TTPA: Token-level Tool-use Preference Alignment Training Framework with Fine-grained Evaluation
Chengrui Huang, Shen Gao, Zhengliang Shi, Dongsheng Wang, Shuo Shang
TL;DR
The paper addresses the problem of coarse-grained alignment in tool-using LLMs by introducing TTPA, a framework that trains models using token-level preferences and an error-oriented signal. It combines Reversed Dataset Construction with Token-level Preference Sampling and an Error-oriented Scoring Mechanism to create high-quality, fine-grained training data and precise rewards for tool calls, enabling more reliable tool usage.
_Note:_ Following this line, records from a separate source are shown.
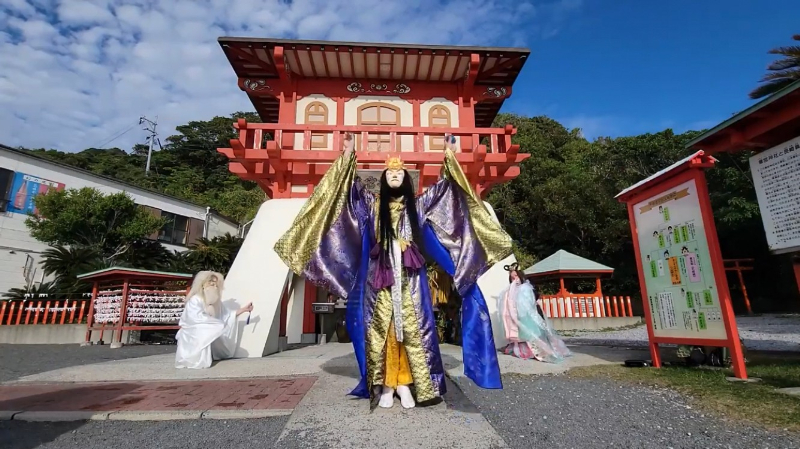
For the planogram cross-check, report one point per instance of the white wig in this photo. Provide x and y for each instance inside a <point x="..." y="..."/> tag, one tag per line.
<point x="200" y="280"/>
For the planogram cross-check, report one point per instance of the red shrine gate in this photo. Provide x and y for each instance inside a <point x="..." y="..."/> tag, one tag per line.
<point x="398" y="100"/>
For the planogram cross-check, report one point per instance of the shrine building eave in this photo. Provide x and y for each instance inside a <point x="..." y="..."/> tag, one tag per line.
<point x="764" y="125"/>
<point x="494" y="69"/>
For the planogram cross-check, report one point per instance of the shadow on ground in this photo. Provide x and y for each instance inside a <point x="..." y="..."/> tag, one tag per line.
<point x="454" y="398"/>
<point x="29" y="435"/>
<point x="25" y="360"/>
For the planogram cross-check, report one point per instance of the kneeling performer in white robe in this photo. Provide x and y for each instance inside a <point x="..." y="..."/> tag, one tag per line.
<point x="208" y="328"/>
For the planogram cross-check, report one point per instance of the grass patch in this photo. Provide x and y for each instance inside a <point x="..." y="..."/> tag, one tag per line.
<point x="588" y="332"/>
<point x="708" y="389"/>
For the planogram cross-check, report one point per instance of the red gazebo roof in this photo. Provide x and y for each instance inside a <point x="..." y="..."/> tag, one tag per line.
<point x="133" y="274"/>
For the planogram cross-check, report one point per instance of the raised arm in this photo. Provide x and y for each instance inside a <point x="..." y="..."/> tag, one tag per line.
<point x="462" y="222"/>
<point x="326" y="234"/>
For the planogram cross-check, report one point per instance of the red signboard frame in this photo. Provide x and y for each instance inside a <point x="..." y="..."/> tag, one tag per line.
<point x="690" y="170"/>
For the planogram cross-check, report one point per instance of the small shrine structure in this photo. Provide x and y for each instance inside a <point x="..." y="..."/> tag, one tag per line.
<point x="398" y="100"/>
<point x="563" y="265"/>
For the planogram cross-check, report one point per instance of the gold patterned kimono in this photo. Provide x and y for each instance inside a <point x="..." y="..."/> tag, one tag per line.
<point x="331" y="243"/>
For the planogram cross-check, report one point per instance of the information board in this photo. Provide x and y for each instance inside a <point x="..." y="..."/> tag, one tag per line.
<point x="681" y="288"/>
<point x="776" y="177"/>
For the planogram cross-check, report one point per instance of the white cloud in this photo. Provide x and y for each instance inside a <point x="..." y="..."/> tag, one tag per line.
<point x="75" y="73"/>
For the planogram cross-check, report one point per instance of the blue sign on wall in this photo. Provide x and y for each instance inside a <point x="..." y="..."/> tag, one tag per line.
<point x="25" y="188"/>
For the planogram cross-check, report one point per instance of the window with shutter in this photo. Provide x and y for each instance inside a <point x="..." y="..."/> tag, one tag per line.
<point x="156" y="213"/>
<point x="317" y="113"/>
<point x="378" y="114"/>
<point x="438" y="117"/>
<point x="196" y="228"/>
<point x="176" y="230"/>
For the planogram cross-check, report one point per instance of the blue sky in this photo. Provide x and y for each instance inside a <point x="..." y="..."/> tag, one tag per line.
<point x="78" y="74"/>
<point x="627" y="67"/>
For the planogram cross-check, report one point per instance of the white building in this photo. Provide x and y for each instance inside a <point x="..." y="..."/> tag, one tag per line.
<point x="23" y="176"/>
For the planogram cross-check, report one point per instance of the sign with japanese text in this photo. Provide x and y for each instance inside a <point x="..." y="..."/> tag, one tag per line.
<point x="25" y="188"/>
<point x="776" y="177"/>
<point x="679" y="277"/>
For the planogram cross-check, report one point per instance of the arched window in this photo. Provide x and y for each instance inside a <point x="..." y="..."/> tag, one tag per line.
<point x="317" y="113"/>
<point x="438" y="117"/>
<point x="379" y="114"/>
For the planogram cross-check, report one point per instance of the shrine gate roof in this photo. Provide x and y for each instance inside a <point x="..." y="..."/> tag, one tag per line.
<point x="305" y="59"/>
<point x="767" y="123"/>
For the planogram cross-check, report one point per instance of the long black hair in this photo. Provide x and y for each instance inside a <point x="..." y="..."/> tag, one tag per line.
<point x="408" y="193"/>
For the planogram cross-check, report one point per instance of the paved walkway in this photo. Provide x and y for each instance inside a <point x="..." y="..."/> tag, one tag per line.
<point x="309" y="384"/>
<point x="155" y="400"/>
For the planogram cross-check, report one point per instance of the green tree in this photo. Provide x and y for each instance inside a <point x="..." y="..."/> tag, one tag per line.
<point x="86" y="218"/>
<point x="66" y="263"/>
<point x="216" y="254"/>
<point x="782" y="72"/>
<point x="187" y="167"/>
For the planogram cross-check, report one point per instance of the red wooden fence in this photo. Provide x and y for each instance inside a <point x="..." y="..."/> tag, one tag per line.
<point x="586" y="306"/>
<point x="21" y="312"/>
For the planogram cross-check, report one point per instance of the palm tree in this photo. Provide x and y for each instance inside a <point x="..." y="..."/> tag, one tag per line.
<point x="782" y="72"/>
<point x="66" y="263"/>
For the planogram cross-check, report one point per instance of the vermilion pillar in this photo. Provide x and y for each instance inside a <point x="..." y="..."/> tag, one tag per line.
<point x="309" y="318"/>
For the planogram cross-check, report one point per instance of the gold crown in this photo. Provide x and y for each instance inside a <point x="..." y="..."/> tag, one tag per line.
<point x="394" y="163"/>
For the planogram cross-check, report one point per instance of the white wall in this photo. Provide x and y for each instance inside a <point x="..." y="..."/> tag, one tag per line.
<point x="16" y="242"/>
<point x="295" y="308"/>
<point x="491" y="283"/>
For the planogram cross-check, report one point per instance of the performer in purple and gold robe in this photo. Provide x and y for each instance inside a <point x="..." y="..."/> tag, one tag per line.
<point x="374" y="251"/>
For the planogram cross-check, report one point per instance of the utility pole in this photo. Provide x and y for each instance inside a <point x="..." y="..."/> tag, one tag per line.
<point x="151" y="128"/>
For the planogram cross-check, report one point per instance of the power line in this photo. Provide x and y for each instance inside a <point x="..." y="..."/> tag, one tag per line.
<point x="150" y="126"/>
<point x="115" y="137"/>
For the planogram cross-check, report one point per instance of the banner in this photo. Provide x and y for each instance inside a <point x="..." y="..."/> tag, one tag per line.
<point x="25" y="188"/>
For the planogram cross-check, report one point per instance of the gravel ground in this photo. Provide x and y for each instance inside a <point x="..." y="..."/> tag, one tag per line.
<point x="761" y="333"/>
<point x="206" y="434"/>
<point x="561" y="412"/>
<point x="23" y="360"/>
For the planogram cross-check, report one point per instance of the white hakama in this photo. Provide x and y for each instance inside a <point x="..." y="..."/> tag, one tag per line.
<point x="202" y="337"/>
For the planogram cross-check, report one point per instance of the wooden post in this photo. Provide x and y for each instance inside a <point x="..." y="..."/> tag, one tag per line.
<point x="19" y="313"/>
<point x="123" y="311"/>
<point x="90" y="317"/>
<point x="744" y="289"/>
<point x="797" y="273"/>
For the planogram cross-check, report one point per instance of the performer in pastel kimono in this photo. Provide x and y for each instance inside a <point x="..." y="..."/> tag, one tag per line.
<point x="208" y="328"/>
<point x="374" y="251"/>
<point x="526" y="329"/>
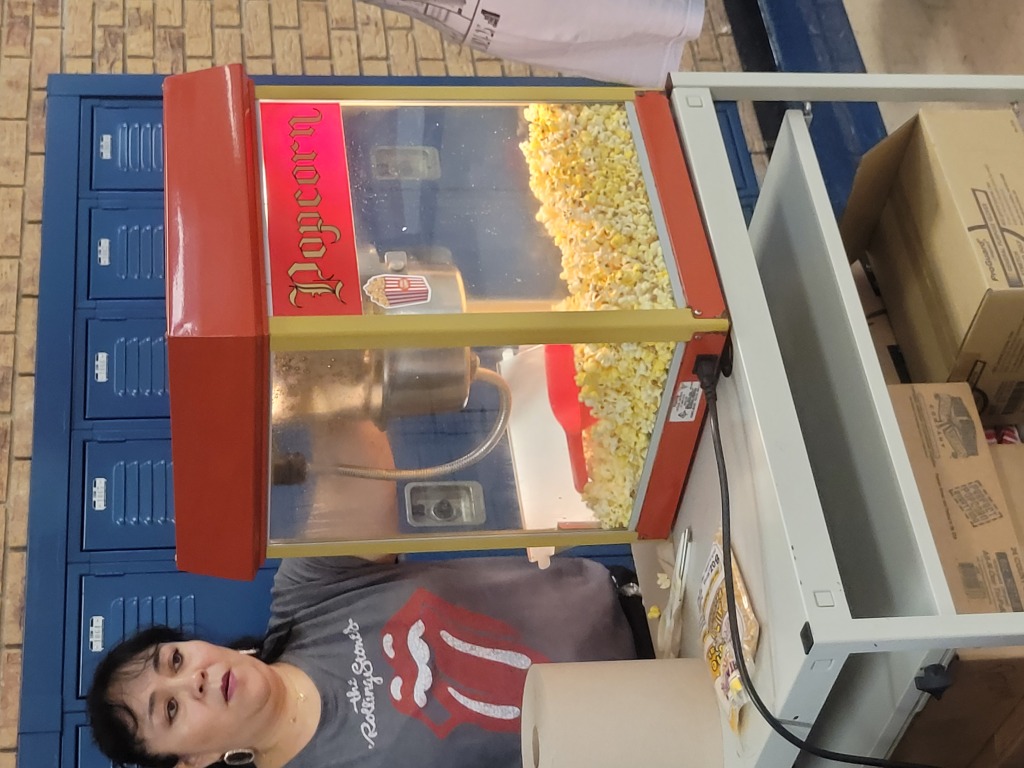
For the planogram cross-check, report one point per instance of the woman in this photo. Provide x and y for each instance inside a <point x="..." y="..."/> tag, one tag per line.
<point x="365" y="665"/>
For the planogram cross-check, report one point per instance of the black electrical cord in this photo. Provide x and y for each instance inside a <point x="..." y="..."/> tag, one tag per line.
<point x="707" y="371"/>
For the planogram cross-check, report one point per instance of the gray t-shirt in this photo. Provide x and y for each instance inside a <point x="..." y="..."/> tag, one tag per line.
<point x="423" y="665"/>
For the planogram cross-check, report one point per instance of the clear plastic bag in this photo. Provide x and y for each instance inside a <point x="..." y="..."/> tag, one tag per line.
<point x="716" y="636"/>
<point x="637" y="42"/>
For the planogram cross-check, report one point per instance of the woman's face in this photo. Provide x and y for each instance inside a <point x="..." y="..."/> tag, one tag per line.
<point x="198" y="700"/>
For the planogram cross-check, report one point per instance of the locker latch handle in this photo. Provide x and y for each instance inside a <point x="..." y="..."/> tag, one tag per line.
<point x="99" y="494"/>
<point x="99" y="367"/>
<point x="103" y="252"/>
<point x="96" y="634"/>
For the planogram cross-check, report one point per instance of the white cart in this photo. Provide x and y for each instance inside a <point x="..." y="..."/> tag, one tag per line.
<point x="828" y="527"/>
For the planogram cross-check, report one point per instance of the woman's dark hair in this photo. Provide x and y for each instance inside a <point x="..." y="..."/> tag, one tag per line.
<point x="115" y="728"/>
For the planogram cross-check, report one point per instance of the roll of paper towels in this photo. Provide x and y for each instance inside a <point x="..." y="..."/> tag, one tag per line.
<point x="656" y="713"/>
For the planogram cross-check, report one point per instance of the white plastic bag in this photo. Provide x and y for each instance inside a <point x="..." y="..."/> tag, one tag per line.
<point x="637" y="42"/>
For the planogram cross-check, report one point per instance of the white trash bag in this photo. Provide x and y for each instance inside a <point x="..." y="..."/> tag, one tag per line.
<point x="637" y="42"/>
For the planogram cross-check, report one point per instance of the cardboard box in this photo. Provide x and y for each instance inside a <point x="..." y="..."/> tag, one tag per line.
<point x="938" y="210"/>
<point x="979" y="721"/>
<point x="1010" y="468"/>
<point x="967" y="510"/>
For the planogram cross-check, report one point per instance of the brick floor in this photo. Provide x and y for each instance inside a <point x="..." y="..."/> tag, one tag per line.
<point x="286" y="37"/>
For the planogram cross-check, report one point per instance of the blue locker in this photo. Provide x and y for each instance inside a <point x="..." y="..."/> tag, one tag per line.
<point x="117" y="605"/>
<point x="126" y="369"/>
<point x="126" y="253"/>
<point x="128" y="497"/>
<point x="128" y="146"/>
<point x="79" y="749"/>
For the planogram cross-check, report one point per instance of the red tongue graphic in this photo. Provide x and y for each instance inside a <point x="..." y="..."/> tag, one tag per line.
<point x="476" y="667"/>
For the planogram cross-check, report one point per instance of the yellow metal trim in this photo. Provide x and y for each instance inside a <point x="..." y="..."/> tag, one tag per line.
<point x="457" y="93"/>
<point x="486" y="329"/>
<point x="452" y="543"/>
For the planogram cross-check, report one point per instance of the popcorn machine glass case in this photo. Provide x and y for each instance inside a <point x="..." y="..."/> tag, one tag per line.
<point x="404" y="347"/>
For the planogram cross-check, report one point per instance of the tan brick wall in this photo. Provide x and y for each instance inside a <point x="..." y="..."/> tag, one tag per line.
<point x="285" y="37"/>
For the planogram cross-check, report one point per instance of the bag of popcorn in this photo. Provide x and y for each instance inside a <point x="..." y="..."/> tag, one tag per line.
<point x="637" y="42"/>
<point x="718" y="638"/>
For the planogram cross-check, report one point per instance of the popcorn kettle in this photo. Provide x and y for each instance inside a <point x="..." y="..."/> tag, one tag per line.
<point x="384" y="384"/>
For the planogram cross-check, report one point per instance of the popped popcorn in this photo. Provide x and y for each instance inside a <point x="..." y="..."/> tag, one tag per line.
<point x="585" y="172"/>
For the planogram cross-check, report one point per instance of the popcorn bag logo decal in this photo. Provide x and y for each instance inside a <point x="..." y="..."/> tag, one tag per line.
<point x="453" y="666"/>
<point x="310" y="241"/>
<point x="397" y="290"/>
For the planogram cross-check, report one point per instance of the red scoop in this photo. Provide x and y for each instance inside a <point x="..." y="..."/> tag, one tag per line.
<point x="572" y="415"/>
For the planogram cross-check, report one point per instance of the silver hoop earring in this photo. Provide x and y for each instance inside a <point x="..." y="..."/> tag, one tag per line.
<point x="239" y="757"/>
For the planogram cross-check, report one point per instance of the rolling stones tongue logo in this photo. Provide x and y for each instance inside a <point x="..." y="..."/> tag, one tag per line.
<point x="468" y="664"/>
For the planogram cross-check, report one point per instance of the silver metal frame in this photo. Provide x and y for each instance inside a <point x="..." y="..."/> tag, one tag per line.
<point x="781" y="540"/>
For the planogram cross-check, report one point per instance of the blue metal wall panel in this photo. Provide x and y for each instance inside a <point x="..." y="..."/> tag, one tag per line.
<point x="127" y="495"/>
<point x="126" y="252"/>
<point x="117" y="605"/>
<point x="125" y="369"/>
<point x="120" y="424"/>
<point x="40" y="710"/>
<point x="39" y="750"/>
<point x="816" y="36"/>
<point x="127" y="146"/>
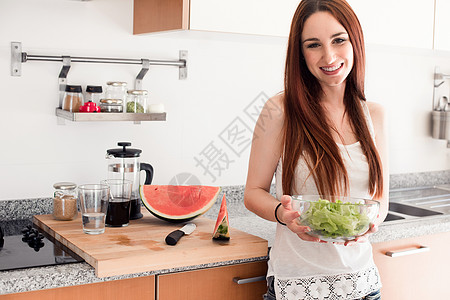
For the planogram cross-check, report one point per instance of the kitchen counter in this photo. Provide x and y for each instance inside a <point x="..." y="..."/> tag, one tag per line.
<point x="240" y="218"/>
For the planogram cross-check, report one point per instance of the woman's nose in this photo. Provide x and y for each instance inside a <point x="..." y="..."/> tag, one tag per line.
<point x="329" y="54"/>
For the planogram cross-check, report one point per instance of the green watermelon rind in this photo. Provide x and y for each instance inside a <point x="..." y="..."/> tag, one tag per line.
<point x="181" y="218"/>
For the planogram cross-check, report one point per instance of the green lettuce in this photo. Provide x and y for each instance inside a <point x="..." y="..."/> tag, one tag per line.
<point x="335" y="219"/>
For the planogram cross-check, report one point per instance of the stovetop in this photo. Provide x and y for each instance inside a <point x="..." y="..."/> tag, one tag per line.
<point x="26" y="246"/>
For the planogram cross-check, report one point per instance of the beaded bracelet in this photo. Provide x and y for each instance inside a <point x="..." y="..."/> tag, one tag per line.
<point x="276" y="217"/>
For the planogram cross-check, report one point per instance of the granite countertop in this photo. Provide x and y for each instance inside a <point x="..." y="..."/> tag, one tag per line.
<point x="240" y="218"/>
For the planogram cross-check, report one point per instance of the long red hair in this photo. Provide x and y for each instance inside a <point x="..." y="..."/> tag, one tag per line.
<point x="305" y="131"/>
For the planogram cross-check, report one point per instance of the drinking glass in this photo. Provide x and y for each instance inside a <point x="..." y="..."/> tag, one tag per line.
<point x="94" y="200"/>
<point x="118" y="214"/>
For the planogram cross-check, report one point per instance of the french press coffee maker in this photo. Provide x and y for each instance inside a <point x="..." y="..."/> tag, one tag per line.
<point x="123" y="163"/>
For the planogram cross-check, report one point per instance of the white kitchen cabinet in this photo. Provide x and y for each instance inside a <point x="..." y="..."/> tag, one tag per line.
<point x="402" y="23"/>
<point x="442" y="25"/>
<point x="260" y="17"/>
<point x="215" y="283"/>
<point x="415" y="268"/>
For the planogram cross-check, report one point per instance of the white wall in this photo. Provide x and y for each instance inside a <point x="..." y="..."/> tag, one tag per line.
<point x="226" y="74"/>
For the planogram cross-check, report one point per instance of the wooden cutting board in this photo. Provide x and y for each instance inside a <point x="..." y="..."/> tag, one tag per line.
<point x="141" y="246"/>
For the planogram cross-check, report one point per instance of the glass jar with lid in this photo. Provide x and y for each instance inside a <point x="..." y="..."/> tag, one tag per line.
<point x="73" y="98"/>
<point x="65" y="201"/>
<point x="116" y="90"/>
<point x="94" y="93"/>
<point x="111" y="105"/>
<point x="137" y="101"/>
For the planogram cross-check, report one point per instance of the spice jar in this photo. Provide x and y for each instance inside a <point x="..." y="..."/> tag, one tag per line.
<point x="116" y="90"/>
<point x="65" y="201"/>
<point x="111" y="105"/>
<point x="94" y="93"/>
<point x="137" y="101"/>
<point x="73" y="98"/>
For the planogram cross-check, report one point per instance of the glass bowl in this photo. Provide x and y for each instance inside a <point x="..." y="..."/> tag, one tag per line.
<point x="339" y="219"/>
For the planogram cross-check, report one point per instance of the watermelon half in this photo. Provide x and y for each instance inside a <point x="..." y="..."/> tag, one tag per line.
<point x="178" y="203"/>
<point x="222" y="228"/>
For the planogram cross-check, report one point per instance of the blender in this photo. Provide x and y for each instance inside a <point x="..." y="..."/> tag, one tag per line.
<point x="123" y="163"/>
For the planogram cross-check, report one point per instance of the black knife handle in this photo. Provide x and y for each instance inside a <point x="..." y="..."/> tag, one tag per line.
<point x="174" y="237"/>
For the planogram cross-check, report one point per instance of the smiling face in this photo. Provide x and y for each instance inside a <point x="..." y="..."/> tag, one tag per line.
<point x="327" y="49"/>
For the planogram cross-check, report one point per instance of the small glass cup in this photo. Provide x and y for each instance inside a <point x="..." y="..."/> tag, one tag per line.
<point x="136" y="101"/>
<point x="65" y="201"/>
<point x="118" y="214"/>
<point x="94" y="200"/>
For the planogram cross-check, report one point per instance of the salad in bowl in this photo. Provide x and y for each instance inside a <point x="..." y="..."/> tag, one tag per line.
<point x="338" y="219"/>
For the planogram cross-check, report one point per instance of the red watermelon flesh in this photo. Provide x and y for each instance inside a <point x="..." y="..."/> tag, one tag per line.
<point x="222" y="228"/>
<point x="178" y="203"/>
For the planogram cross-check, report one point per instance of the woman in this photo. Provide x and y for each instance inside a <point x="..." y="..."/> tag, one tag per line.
<point x="326" y="140"/>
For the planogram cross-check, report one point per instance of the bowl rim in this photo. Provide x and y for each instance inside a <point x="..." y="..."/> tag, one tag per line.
<point x="367" y="200"/>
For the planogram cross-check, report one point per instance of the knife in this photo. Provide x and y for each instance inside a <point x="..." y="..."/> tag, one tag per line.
<point x="173" y="237"/>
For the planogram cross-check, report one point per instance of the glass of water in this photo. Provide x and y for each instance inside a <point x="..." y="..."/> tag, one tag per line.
<point x="94" y="199"/>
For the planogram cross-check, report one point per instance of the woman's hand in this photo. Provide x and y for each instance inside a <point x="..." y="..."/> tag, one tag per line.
<point x="289" y="216"/>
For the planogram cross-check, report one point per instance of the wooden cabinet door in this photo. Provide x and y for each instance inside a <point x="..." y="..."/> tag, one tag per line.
<point x="402" y="23"/>
<point x="133" y="288"/>
<point x="261" y="17"/>
<point x="416" y="273"/>
<point x="215" y="283"/>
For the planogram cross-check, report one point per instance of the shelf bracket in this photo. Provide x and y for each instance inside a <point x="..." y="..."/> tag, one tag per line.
<point x="183" y="69"/>
<point x="62" y="78"/>
<point x="16" y="59"/>
<point x="140" y="76"/>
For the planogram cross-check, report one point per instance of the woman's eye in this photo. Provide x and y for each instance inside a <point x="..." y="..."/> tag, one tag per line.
<point x="339" y="40"/>
<point x="313" y="45"/>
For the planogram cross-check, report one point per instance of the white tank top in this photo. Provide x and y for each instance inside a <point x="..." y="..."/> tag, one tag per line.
<point x="308" y="270"/>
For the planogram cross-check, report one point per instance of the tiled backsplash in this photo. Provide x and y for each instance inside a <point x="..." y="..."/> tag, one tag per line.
<point x="26" y="208"/>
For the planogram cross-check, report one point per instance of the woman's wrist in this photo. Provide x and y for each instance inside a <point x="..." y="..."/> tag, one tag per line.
<point x="276" y="215"/>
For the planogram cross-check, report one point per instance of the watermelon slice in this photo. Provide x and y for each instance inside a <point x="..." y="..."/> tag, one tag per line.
<point x="222" y="228"/>
<point x="178" y="203"/>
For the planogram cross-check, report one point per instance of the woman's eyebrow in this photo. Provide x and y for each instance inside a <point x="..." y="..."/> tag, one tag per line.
<point x="333" y="36"/>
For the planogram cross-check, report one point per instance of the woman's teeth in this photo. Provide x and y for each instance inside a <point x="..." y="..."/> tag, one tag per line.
<point x="331" y="69"/>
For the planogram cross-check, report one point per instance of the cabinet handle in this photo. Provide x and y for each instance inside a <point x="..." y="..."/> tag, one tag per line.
<point x="239" y="280"/>
<point x="408" y="252"/>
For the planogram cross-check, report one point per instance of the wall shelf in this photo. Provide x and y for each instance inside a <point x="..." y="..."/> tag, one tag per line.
<point x="98" y="117"/>
<point x="18" y="58"/>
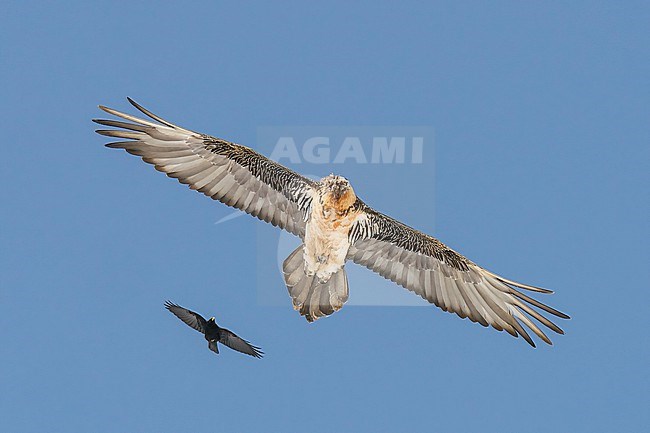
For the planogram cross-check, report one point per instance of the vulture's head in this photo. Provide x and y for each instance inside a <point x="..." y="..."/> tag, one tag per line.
<point x="337" y="193"/>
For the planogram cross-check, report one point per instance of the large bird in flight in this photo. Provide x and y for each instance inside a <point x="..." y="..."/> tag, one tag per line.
<point x="334" y="225"/>
<point x="212" y="332"/>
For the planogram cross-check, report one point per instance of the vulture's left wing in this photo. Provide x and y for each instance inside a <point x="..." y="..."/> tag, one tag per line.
<point x="237" y="343"/>
<point x="233" y="174"/>
<point x="426" y="266"/>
Empirical results on ToolBench, BFCL, and a custom test set show that TTPA improves tool selection, parameter filling, and value parsing, while demonstrating strong generalization across models and datasets. The work advances practical tool integration for LLMs and provides a rigorous, tunable approach to token-level tool-use alignment with potential impact on real-world AI assistants and automation pipelines.
Abstract
Existing tool-learning methods usually rely on supervised fine-tuning, they often overlook fine-grained optimization of internal tool call details, leading to limitations in preference alignment and error discrimination. To overcome these challenges, we propose Token-level Tool-use Preference Alignment Training Framework (TTPA), a training paradigm for constructing token-level tool-use preference datasets that align LLMs with fine-grained preferences using a novel error-oriented scoring mechanism. TTPA first introduces reversed dataset construction, a method for creating high-quality, multi-turn tool-use datasets by reversing the generation flow. Additionally, we propose Token-level Preference Sampling (TPS) to capture fine-grained preferences by modeling token-level differences during generation. To address biases in scoring, we introduce the Error-oriented Scoring Mechanism (ESM), which quantifies tool-call errors and can be used as a training signal. Extensive experiments on three diverse benchmark datasets demonstrate that TTPA significantly improves tool-using performance while showing strong generalization ability across models and datasets.